THE ANDS / ONE
磯谷直史(monokuro)、朱雀佑輝(NANANINE)、大坪徹志(hare-brained unity)による新プロジェクトTHE ANDS(ジ・アンズ)。60年代ブリティッシュ・ロック、90年代オルタナティブ・ロックをバックグラウンドにもつ彼等が、ファースト・セッション音源をドロップ。今この瞬間を詰め込んだ、清々しいダイナミクスに溢れた一枚!
【トラックリスト】
1. Home / 2. No Song / 3. Very Strong / 4. Once Upon A Time / 5. Re Motions
駆け引きなしの強力なアンサンブル
バンドの音楽性なんてキャリアが長くなれば自然とアップデートされていくもの… とも言い切れない。むしろJポップの最前線で高い人気を保つ面々を見ていると、あまり音楽性を更新しない方が息の長い活動を続けられるようにも見える。まあそれはそれとして、メンバーと演奏し続けてスキルを身につけていくうちに、新たなサウンドに挑戦したくなるのはミュージシャンとしては至って自然な姿だと思うし、音楽から得る興奮、あるいはリスナーとの間に生まれるテンションを高く保ち続けるためにも、ほとんどのバンドは常に音楽性の更新を図ろうとする。中にはラモーンズみたいにあえてアップデートさせないことが個性となるバンドもいるけど、それはかなり稀な例で、誰もがそう簡単に目指せるものではないだろう。

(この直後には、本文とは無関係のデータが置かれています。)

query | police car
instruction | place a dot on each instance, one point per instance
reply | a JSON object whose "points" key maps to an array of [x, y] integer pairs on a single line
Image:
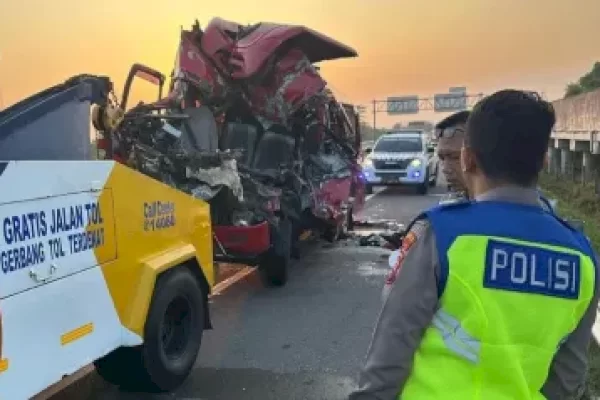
{"points": [[402, 157]]}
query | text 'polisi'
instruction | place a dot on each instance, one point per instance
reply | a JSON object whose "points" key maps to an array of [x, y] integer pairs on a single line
{"points": [[531, 269]]}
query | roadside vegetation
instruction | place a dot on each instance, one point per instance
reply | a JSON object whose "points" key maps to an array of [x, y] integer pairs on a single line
{"points": [[579, 201]]}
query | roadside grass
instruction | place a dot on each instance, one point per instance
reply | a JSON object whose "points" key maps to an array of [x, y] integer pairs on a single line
{"points": [[579, 201]]}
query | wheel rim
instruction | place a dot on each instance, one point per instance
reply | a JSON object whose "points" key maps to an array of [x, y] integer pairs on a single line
{"points": [[175, 328]]}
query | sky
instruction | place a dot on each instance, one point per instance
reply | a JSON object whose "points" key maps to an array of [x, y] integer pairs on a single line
{"points": [[416, 47]]}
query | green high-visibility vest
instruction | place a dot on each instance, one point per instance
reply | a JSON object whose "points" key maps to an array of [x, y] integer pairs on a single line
{"points": [[516, 281]]}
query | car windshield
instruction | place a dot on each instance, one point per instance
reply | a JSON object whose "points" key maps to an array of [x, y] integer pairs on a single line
{"points": [[399, 145]]}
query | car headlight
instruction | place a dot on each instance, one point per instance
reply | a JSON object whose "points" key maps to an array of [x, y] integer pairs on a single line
{"points": [[416, 163]]}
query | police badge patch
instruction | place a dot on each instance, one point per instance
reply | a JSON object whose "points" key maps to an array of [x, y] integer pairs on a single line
{"points": [[408, 241]]}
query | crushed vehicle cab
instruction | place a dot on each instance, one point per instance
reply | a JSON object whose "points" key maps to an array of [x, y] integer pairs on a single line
{"points": [[249, 125], [402, 157], [100, 263]]}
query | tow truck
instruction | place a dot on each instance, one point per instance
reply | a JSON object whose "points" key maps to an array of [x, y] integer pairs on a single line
{"points": [[99, 262]]}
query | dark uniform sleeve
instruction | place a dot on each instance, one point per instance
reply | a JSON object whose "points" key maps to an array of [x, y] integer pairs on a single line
{"points": [[569, 366], [406, 314]]}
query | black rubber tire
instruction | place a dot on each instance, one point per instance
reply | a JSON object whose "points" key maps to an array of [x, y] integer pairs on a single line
{"points": [[350, 221], [274, 266], [148, 367]]}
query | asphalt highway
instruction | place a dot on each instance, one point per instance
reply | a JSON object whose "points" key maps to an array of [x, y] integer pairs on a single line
{"points": [[305, 341]]}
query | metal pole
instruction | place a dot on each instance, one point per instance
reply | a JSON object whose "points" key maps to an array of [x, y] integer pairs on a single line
{"points": [[374, 117]]}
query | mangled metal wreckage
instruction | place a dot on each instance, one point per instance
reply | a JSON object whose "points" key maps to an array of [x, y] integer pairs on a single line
{"points": [[248, 125]]}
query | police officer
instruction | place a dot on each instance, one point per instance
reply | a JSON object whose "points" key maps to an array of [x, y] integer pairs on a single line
{"points": [[450, 134], [496, 298]]}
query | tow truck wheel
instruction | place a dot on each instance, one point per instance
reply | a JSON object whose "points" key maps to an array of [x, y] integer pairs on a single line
{"points": [[274, 266], [172, 338]]}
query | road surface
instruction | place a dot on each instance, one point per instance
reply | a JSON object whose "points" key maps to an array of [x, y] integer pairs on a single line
{"points": [[305, 341]]}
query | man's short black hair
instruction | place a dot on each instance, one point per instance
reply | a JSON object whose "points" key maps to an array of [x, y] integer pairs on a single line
{"points": [[509, 132], [453, 120]]}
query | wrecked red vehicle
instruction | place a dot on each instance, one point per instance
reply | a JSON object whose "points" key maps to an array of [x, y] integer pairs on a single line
{"points": [[249, 116]]}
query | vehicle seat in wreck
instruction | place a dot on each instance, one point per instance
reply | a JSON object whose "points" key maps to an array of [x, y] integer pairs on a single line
{"points": [[200, 130], [240, 136], [275, 148]]}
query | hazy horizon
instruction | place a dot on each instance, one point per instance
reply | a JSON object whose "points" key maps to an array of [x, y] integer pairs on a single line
{"points": [[405, 48]]}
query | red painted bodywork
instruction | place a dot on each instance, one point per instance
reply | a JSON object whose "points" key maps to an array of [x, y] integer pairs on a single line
{"points": [[271, 64]]}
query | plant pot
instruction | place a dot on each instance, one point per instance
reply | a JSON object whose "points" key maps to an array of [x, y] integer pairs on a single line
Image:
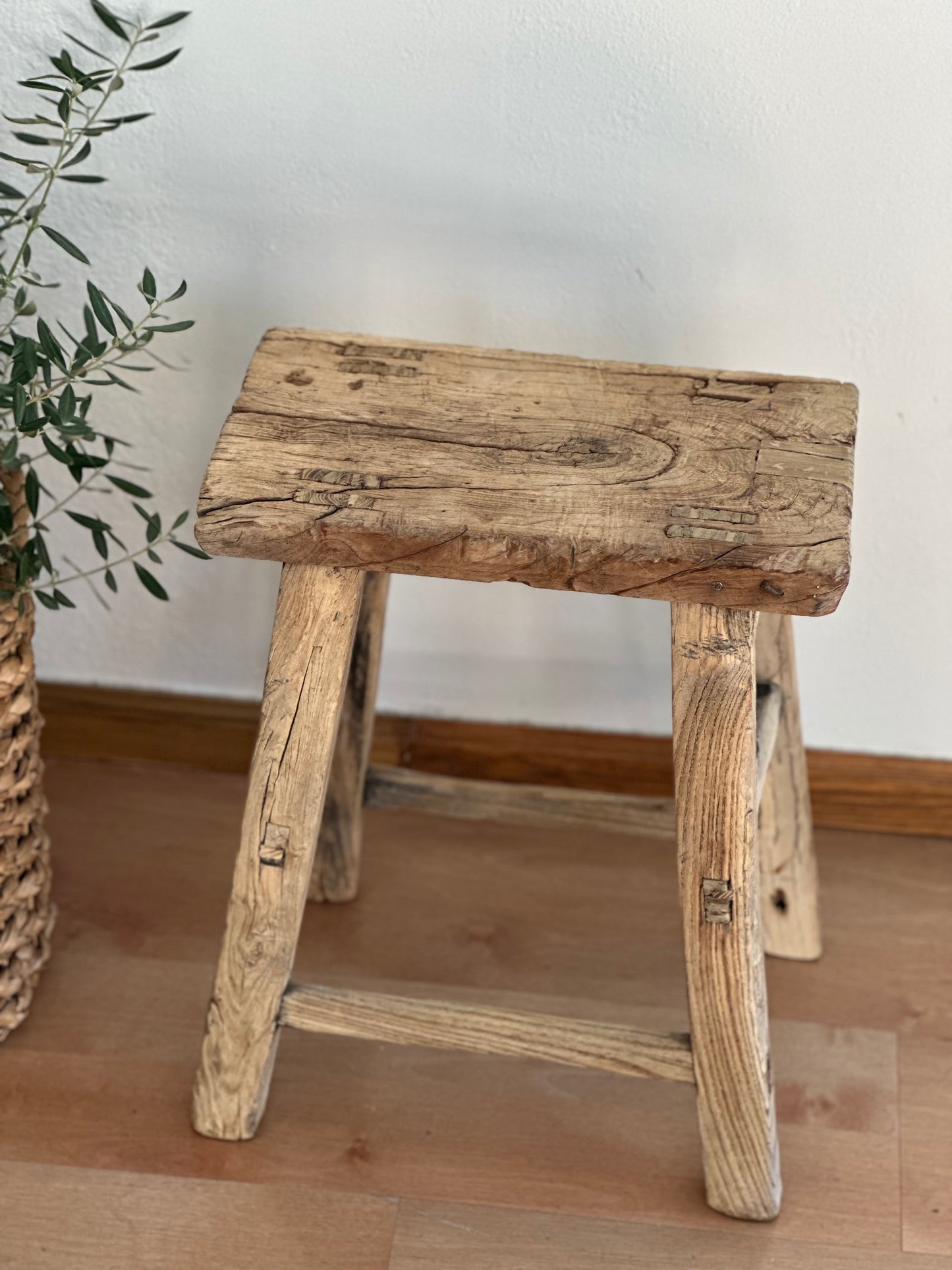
{"points": [[26, 911]]}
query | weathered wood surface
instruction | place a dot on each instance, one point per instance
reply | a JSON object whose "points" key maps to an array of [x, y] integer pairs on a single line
{"points": [[519, 804], [730, 489], [770, 707], [789, 882], [308, 666], [489, 1030], [337, 867], [715, 766]]}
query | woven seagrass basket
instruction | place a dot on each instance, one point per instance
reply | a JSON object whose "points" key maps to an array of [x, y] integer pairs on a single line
{"points": [[26, 909]]}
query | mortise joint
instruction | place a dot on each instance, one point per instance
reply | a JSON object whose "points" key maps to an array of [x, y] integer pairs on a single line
{"points": [[717, 896], [273, 850]]}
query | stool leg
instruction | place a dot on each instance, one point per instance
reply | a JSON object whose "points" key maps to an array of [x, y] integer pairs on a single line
{"points": [[789, 883], [337, 867], [308, 666], [715, 772]]}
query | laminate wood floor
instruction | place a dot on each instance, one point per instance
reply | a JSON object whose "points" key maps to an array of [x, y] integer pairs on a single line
{"points": [[374, 1156]]}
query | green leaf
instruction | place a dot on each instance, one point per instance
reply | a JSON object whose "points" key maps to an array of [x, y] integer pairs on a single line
{"points": [[101, 308], [70, 248], [108, 19], [32, 490], [190, 550], [19, 404], [126, 320], [56, 451], [156, 63], [88, 522], [51, 346], [169, 20], [171, 327], [31, 139], [150, 582], [128, 488]]}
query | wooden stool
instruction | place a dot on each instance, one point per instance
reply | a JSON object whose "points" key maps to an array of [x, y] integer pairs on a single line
{"points": [[347, 459]]}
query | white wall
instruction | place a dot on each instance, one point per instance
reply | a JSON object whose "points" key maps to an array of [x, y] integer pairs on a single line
{"points": [[734, 183]]}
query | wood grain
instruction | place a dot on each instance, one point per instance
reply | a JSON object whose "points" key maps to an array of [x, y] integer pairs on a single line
{"points": [[472, 1237], [871, 793], [542, 921], [337, 867], [675, 483], [519, 804], [308, 666], [715, 763], [790, 906], [61, 1218], [489, 1030]]}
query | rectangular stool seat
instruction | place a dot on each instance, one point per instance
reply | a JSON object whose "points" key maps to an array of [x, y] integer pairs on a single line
{"points": [[673, 483]]}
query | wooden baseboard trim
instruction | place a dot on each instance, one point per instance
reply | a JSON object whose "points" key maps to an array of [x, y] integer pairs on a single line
{"points": [[849, 792]]}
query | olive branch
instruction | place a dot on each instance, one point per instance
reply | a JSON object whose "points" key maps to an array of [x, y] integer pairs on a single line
{"points": [[45, 375]]}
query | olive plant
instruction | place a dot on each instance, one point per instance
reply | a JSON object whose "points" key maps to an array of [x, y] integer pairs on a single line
{"points": [[51, 368]]}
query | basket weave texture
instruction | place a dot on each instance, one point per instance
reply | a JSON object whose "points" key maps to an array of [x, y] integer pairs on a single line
{"points": [[26, 911]]}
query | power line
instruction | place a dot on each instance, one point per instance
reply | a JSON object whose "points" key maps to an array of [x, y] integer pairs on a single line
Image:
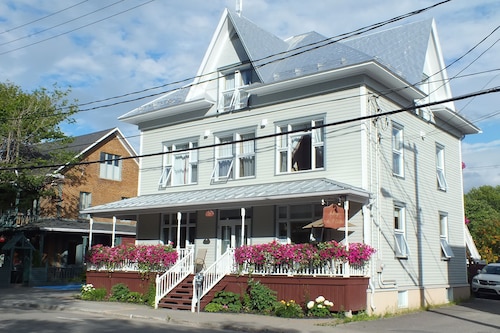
{"points": [[60, 24], [78, 28], [42, 18], [376, 115]]}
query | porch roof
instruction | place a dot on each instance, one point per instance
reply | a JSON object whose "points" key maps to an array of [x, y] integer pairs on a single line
{"points": [[287, 192]]}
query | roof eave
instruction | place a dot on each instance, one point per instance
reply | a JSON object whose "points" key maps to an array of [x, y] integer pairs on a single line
{"points": [[189, 106], [371, 69]]}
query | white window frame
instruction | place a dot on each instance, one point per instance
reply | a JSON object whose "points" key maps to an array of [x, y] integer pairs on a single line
{"points": [[397, 150], [440, 168], [401, 248], [170, 224], [179, 150], [286, 145], [231, 96], [85, 201], [110, 166], [234, 153], [447, 252]]}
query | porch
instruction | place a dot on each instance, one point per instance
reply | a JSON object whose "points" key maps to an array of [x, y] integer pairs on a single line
{"points": [[182, 288]]}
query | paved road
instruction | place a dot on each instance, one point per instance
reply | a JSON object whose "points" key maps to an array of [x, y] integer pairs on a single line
{"points": [[42, 310]]}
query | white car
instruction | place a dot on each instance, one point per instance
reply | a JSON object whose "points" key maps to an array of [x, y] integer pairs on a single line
{"points": [[487, 281]]}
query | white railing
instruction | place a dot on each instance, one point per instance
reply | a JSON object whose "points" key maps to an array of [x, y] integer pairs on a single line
{"points": [[212, 275], [178, 272], [334, 268]]}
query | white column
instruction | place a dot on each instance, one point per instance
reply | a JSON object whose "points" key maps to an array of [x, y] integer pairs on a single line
{"points": [[179, 217], [90, 232], [114, 232], [346, 227], [243, 226]]}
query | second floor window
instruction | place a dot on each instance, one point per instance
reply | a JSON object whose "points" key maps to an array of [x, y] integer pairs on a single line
{"points": [[110, 166], [300, 147], [180, 164], [235, 158], [401, 245], [443, 236], [397, 150], [85, 202], [441, 179]]}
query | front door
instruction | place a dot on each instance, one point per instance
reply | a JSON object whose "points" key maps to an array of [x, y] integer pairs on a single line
{"points": [[229, 234]]}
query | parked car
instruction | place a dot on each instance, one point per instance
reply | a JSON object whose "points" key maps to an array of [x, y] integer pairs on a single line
{"points": [[487, 281]]}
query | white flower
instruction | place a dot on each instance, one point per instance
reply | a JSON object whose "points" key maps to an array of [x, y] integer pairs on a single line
{"points": [[320, 299]]}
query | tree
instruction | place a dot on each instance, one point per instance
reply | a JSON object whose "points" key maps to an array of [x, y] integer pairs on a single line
{"points": [[28, 122], [482, 209]]}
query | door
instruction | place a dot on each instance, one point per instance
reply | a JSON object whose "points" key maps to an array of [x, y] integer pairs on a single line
{"points": [[229, 234]]}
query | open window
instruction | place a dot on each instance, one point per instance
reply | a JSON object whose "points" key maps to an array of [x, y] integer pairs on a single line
{"points": [[301, 147]]}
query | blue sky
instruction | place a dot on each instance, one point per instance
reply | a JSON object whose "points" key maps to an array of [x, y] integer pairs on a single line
{"points": [[110, 48]]}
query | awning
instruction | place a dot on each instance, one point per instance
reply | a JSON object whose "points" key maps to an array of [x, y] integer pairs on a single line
{"points": [[319, 224]]}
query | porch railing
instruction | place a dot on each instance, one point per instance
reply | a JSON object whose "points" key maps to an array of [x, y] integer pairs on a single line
{"points": [[334, 268], [212, 275], [178, 272]]}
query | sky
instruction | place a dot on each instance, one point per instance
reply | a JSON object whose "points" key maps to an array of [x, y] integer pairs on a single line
{"points": [[116, 55]]}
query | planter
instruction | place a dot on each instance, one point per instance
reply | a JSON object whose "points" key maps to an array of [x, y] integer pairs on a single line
{"points": [[135, 281]]}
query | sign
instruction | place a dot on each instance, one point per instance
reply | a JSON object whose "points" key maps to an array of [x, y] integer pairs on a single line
{"points": [[333, 217]]}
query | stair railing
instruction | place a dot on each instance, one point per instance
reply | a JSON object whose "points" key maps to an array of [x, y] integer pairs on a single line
{"points": [[212, 275], [178, 272]]}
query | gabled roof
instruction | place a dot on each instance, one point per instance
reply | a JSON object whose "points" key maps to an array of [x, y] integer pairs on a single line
{"points": [[82, 144], [258, 194], [400, 50]]}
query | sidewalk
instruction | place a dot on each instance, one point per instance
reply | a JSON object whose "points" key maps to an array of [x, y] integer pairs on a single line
{"points": [[65, 300]]}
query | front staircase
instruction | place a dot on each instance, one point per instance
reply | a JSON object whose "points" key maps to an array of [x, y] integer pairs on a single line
{"points": [[180, 297]]}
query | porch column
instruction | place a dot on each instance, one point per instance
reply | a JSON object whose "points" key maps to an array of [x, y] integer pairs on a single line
{"points": [[346, 237], [243, 226], [179, 217], [114, 232]]}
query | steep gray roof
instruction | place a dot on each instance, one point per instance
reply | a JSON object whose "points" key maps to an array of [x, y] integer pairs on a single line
{"points": [[401, 50]]}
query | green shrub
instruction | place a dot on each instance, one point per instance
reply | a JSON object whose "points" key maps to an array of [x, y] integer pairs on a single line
{"points": [[261, 298], [119, 293], [135, 297], [150, 295], [213, 307], [225, 301], [288, 309], [89, 293]]}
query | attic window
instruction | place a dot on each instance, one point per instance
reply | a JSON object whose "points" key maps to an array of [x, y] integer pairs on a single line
{"points": [[231, 96]]}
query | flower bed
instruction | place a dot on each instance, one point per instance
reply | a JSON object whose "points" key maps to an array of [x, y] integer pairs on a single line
{"points": [[142, 258], [297, 257]]}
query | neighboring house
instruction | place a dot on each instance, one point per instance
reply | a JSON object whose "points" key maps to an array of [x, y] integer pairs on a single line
{"points": [[271, 129], [105, 170]]}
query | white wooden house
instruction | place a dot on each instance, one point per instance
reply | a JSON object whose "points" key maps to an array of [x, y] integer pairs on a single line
{"points": [[270, 130]]}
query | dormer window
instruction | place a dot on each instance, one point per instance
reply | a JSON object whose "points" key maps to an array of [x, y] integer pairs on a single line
{"points": [[232, 96]]}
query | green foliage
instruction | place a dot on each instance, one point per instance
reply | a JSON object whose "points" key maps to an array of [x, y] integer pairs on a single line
{"points": [[150, 295], [482, 209], [320, 307], [119, 293], [225, 301], [288, 309], [29, 122], [261, 298], [89, 293]]}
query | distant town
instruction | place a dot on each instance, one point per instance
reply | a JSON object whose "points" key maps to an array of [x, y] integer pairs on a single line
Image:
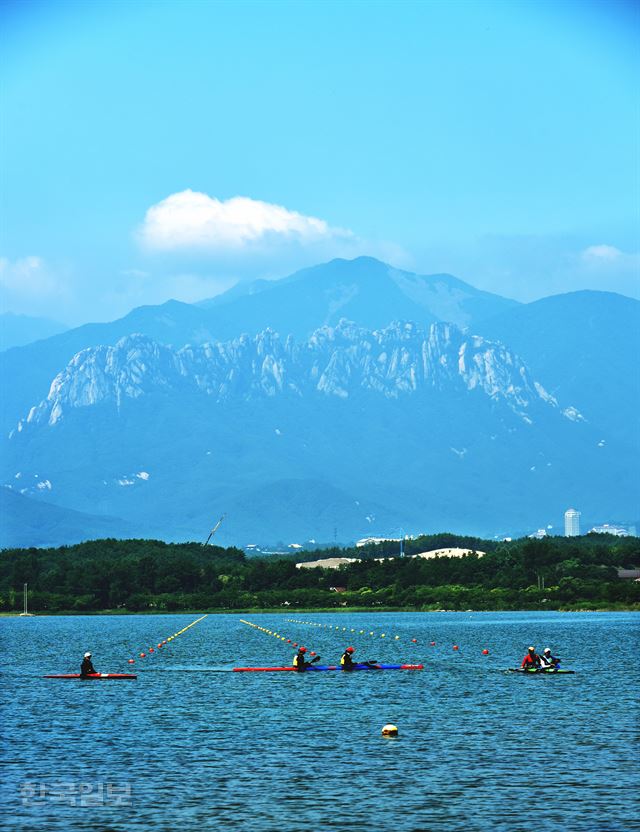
{"points": [[572, 528]]}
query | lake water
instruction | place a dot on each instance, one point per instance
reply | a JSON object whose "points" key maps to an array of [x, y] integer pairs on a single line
{"points": [[178, 749]]}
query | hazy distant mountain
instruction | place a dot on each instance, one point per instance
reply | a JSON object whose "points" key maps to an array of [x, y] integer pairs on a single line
{"points": [[365, 290], [350, 429], [18, 330], [29, 522], [586, 347]]}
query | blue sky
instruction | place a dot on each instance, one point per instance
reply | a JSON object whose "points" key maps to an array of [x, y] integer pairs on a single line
{"points": [[163, 149]]}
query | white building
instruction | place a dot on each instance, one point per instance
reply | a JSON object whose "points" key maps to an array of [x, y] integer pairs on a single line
{"points": [[571, 523], [605, 528]]}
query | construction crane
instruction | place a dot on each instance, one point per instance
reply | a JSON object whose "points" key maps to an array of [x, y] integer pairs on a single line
{"points": [[215, 529]]}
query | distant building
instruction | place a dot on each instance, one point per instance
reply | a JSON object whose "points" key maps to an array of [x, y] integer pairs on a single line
{"points": [[571, 523], [605, 528], [366, 541], [325, 563]]}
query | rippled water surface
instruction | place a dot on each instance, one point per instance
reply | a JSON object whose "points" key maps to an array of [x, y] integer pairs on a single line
{"points": [[187, 747]]}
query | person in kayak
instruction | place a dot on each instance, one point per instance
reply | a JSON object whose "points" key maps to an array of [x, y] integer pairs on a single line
{"points": [[531, 661], [299, 661], [547, 661], [346, 661], [86, 668]]}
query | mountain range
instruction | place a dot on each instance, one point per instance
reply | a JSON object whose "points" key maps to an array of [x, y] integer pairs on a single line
{"points": [[348, 399]]}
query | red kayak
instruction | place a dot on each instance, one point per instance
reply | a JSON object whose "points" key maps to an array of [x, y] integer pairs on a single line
{"points": [[98, 676]]}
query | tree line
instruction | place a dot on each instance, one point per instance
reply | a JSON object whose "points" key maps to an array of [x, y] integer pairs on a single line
{"points": [[150, 575]]}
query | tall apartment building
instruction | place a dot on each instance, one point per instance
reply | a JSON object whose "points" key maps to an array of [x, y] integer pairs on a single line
{"points": [[571, 523]]}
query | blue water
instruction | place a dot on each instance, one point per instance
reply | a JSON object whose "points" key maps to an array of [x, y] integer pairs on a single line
{"points": [[186, 747]]}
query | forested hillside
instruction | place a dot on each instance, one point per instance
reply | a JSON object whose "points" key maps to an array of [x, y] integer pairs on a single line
{"points": [[149, 575]]}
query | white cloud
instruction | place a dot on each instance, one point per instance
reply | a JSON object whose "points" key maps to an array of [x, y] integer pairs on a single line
{"points": [[194, 221], [601, 253], [27, 277]]}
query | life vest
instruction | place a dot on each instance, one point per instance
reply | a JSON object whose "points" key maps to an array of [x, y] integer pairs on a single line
{"points": [[531, 660], [346, 661]]}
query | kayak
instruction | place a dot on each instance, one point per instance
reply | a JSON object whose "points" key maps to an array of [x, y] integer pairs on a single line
{"points": [[316, 667], [538, 670], [97, 676]]}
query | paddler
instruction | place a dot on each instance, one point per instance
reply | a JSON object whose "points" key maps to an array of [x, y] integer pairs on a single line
{"points": [[299, 661], [346, 661], [531, 661], [547, 661], [87, 668]]}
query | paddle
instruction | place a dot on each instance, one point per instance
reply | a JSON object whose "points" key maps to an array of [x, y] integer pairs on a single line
{"points": [[313, 661]]}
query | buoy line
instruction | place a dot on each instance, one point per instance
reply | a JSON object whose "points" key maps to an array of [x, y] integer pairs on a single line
{"points": [[165, 641]]}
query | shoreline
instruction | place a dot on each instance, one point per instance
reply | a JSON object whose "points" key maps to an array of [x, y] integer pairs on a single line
{"points": [[306, 610]]}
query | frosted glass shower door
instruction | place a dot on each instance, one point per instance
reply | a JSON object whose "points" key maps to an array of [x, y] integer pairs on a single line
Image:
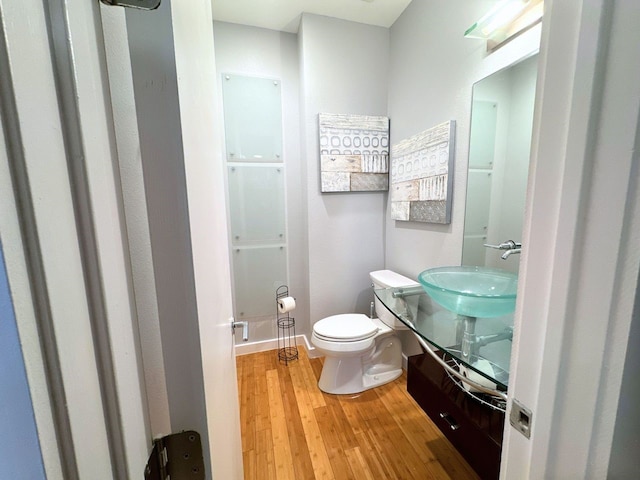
{"points": [[256, 188]]}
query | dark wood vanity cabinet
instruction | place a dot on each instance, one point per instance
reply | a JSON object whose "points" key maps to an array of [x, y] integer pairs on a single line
{"points": [[474, 429]]}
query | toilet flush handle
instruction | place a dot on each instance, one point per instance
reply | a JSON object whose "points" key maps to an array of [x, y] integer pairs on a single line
{"points": [[245, 328]]}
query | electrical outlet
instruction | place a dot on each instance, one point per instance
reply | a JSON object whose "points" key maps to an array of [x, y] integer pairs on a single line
{"points": [[521, 418]]}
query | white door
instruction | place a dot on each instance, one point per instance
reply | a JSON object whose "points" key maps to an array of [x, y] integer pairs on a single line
{"points": [[63, 222]]}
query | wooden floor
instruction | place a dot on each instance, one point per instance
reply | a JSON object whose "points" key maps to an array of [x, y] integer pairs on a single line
{"points": [[291, 430]]}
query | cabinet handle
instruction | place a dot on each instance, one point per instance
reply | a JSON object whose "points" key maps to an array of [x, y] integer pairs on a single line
{"points": [[453, 425]]}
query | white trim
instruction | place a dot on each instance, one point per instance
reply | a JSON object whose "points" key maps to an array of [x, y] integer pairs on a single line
{"points": [[23, 304], [272, 344]]}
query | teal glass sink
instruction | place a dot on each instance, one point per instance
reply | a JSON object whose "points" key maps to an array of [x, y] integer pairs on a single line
{"points": [[471, 291]]}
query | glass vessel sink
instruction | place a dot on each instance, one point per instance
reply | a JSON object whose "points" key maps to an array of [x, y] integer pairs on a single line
{"points": [[471, 291]]}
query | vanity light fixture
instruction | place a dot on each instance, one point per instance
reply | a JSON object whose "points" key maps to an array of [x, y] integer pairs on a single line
{"points": [[506, 20]]}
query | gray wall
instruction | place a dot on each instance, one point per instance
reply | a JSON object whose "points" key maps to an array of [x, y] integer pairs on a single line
{"points": [[344, 69], [252, 51], [432, 70]]}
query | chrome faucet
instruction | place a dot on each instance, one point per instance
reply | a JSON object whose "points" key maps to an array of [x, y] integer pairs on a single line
{"points": [[510, 246]]}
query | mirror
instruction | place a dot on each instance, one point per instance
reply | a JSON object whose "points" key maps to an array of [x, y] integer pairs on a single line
{"points": [[499, 151]]}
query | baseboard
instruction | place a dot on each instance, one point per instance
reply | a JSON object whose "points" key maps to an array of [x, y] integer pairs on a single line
{"points": [[272, 344]]}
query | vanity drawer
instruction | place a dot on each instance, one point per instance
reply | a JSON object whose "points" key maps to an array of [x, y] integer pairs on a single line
{"points": [[474, 429]]}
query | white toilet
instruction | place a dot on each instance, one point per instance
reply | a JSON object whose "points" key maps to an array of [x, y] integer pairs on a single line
{"points": [[361, 352]]}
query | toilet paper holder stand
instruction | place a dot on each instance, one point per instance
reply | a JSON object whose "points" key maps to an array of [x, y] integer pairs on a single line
{"points": [[287, 347]]}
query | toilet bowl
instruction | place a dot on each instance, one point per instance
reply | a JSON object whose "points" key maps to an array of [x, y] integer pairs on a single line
{"points": [[361, 352]]}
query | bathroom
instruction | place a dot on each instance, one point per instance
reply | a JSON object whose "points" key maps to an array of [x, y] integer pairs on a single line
{"points": [[336, 239]]}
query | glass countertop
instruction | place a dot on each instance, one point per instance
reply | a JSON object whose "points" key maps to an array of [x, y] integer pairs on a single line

今年2月にmonokuroの活動休止を発表したばかりの磯谷直史が、早くも新バンドTHE ANDSを結成し、大きく動き出している。あくまでもポップ・ソングとしての強度は保ちながら、3ピースの可能性を探って着実にサウンドを作り変えていくmonokuroに筆者は行き詰った様子を感じていなかったので、休止宣言を耳にした時はとても残念に思えたが、このTHE ANDSがデビュー・ライヴの会場で早速販売を開始したミニ・アルバム『ONE』を聴いて、彼が今ひとりの音楽家として何を求めていたのかがようやく少し見えてきた。とにかくこのアルバムにはデビュー作然とした清々しさがあるのだ。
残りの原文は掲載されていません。